Someone on the thread referenced the iPad and how they didn't know what they'd do with it when it was first introduced but now find it indispensable. However, I find that a bit misguided. The iPad did a few things incredibly well and that was it. People had a hard time figuring out what tasks they'd migrate to it, but there was no doubt that the product was "complete". Yes, it was a version 1.0 but it felt complete and absolutely something that would evolve (and looking at where the iPad is today, clearly beyond our wildest imaginations) but it was complete. It didn't have a half-assed web browser. Or a half-baked email client. Or a spit and string bound media player. It worked completely, albeit only at a few tasks.
But the rash of products coming out these days — yes, even "cheap" $99 ones — just seem rushed and incomplete. And yet people are willing to buy them. Why? Why don't we have higher standards for the things we buy? Last I checked, $99 isn't a trivial amount — at least not in the global sense. Then there's the it-just-sits-on-a-shelf-unused scenario. Do we have that much extra room in our lives to have extra stuff?

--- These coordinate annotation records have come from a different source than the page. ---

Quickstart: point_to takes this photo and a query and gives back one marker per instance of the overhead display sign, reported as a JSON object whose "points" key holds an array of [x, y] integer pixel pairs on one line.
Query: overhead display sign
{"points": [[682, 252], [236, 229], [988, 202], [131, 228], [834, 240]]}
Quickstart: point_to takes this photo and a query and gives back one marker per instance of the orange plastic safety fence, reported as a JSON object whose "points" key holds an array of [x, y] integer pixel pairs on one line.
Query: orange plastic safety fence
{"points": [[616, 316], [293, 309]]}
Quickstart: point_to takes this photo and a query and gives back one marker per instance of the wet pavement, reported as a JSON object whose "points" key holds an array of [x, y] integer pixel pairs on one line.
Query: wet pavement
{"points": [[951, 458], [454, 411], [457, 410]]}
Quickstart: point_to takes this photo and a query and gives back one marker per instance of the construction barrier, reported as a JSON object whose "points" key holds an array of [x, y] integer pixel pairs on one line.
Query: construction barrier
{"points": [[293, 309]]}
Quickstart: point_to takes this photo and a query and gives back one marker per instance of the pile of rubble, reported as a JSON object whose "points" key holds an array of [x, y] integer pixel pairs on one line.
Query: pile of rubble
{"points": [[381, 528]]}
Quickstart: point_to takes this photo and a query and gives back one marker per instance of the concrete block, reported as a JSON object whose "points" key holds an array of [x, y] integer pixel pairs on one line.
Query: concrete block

Maybe I'm turning into a curmudgeon and cutting back on the stuff I have, but living any other way just doesn't feel right. I can't, in good conscience, buy stuff only to let it go to waste. It applies to food, clothing, furniture, and pretty much everything that can be bought or acquired. I've started holding myself and what I buy to a higher standard — one where the thing must pass the "regular and useful use" test. If it feels half-baked (not 1.0, mind you), or if it feels like something that wasn't thoughtfully designed, built, and created, it doesn't cut it. A consequence of this is being called a monk by people who visit my home, but hey... I'll take that over being called a hoarder.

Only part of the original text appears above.